Background, rationale: Gliomas, the most common primary brain tumors, are divided into low-grade and high-grade gliomas. Wild-type IDH-1 gliomas share aggressive biological behaviour and poor prognosis. IDH-1 mutated gliomas are characterized by a less aggressive biological behaviour, a clinical prognosis less influenced by tumor grade, and include diffuse low grade and intermediate grade gliomas, recently defined as Lower Grade Gliomas (LGGs). This project focuses on LGGs and how to integrate imaging and molecular heterogeneity into a tool to be used in the routine clinical practice for easily predicting LGGs progression. Predicting the prognosis using such high dimensional and heterogeneous data required specific approaches.
Hypothesis: Tumor evolution is of primary importance in IDH1-mutated LGG regarding clinical outcome. Global genetic profiling of the primary tumors is not sufficient. A detailed multi-layer analysis needs to be undertaken. We postulate that an integrative analysis of imaging, transcriptional, proteomic data coupled with molecular patient data and immunohistology will provide a better understanding of the clinical evolution of IDH1-mutated LGG. It is to emphasize that our approach is a multilevel approach, where we aim at obtaining insights about the heterogeneity profiles of the tumor. The aim is to integrate the data by computational modelling for prediction of clinical evolution of the disease.
Aims: The aim is to elaborate a predictive model for LGG progression by using a novel approach coupling mathematical modelling and statistical learning adapted to high dimensional data. The models will be further refined by combining standard molecular analysis as well as expression analysis, proteomics and infrared imaging.

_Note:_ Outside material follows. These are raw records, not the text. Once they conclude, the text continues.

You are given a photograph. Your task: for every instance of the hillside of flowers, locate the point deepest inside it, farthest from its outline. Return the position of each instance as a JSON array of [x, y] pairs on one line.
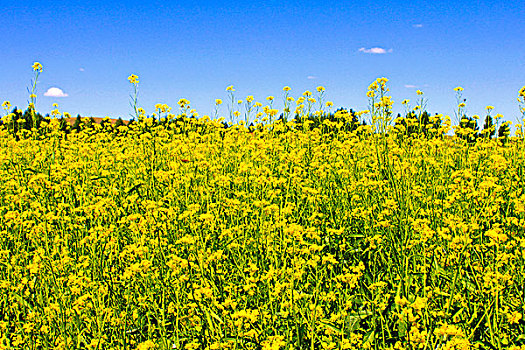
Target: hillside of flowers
[[265, 228]]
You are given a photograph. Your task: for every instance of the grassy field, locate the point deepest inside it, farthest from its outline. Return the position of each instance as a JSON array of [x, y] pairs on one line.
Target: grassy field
[[191, 235]]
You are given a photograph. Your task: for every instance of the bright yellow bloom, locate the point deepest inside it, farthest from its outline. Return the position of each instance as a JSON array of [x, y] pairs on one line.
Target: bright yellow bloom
[[37, 67]]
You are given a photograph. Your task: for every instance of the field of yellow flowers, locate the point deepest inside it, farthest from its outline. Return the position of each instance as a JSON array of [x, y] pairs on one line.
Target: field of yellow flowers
[[197, 236]]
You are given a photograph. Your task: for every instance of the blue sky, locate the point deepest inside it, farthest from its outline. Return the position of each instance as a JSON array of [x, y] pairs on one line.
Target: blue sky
[[196, 49]]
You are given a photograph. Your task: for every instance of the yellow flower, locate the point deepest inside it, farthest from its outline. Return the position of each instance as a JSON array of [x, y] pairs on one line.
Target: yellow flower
[[133, 79], [37, 67]]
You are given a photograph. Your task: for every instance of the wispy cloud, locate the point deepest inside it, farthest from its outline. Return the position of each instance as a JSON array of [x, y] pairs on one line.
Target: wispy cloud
[[375, 50], [55, 92]]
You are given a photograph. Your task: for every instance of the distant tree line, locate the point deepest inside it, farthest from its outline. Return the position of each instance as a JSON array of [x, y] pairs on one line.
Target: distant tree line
[[20, 123]]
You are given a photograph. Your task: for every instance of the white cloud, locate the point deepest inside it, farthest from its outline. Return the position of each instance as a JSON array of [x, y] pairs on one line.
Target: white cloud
[[55, 92], [375, 50]]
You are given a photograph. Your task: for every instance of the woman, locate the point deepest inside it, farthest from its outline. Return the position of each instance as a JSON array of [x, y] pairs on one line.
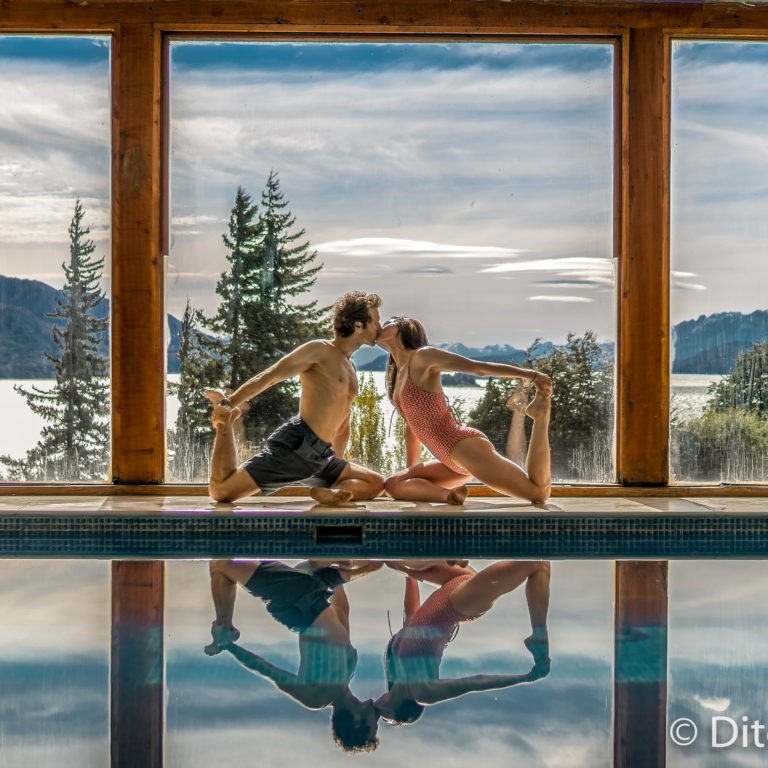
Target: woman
[[413, 656], [413, 385]]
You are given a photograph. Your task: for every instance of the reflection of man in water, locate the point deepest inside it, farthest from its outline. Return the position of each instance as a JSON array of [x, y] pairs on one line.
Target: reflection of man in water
[[414, 654], [310, 600]]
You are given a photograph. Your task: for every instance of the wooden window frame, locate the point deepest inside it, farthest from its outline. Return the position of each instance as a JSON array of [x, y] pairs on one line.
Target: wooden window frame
[[642, 33]]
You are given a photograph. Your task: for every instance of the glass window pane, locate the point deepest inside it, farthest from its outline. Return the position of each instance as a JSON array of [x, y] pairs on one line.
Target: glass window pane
[[469, 185], [54, 663], [719, 260], [220, 708], [54, 258]]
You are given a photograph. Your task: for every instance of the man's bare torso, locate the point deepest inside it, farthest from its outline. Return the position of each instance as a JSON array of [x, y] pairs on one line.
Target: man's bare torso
[[327, 390]]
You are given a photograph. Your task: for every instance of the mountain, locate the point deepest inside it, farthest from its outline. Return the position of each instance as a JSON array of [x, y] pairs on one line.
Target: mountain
[[711, 343], [26, 332]]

Methods: The general approach of the project will be divided in several steps: i) Construction of the predictive model v1.0 of clinical progression based on standard clinical, molecular and imaging characteristics in a cohort of 150-200 patients followed over up to 5 years ii) Deep evaluation of the misclassified patients based on further imaging, transcriptomics and proteomics iii) Supervised analysis of each high-dimensional datasets based on appropriate and new mathematical and statistical models iv) Construction of the predictive model v2.0 improving the model 1.0 with the transcriptomics and proteomics analyses v) Validation of the model v2.0 using a test sample.
Expected results and potential impact: A predictive model for patient stratification and prediction at onset of diagnosis is the ultimate deliverable that should improve the clinical management of patients. Additional results should be provided by the multilevel approach leading to a better understanding of the disease.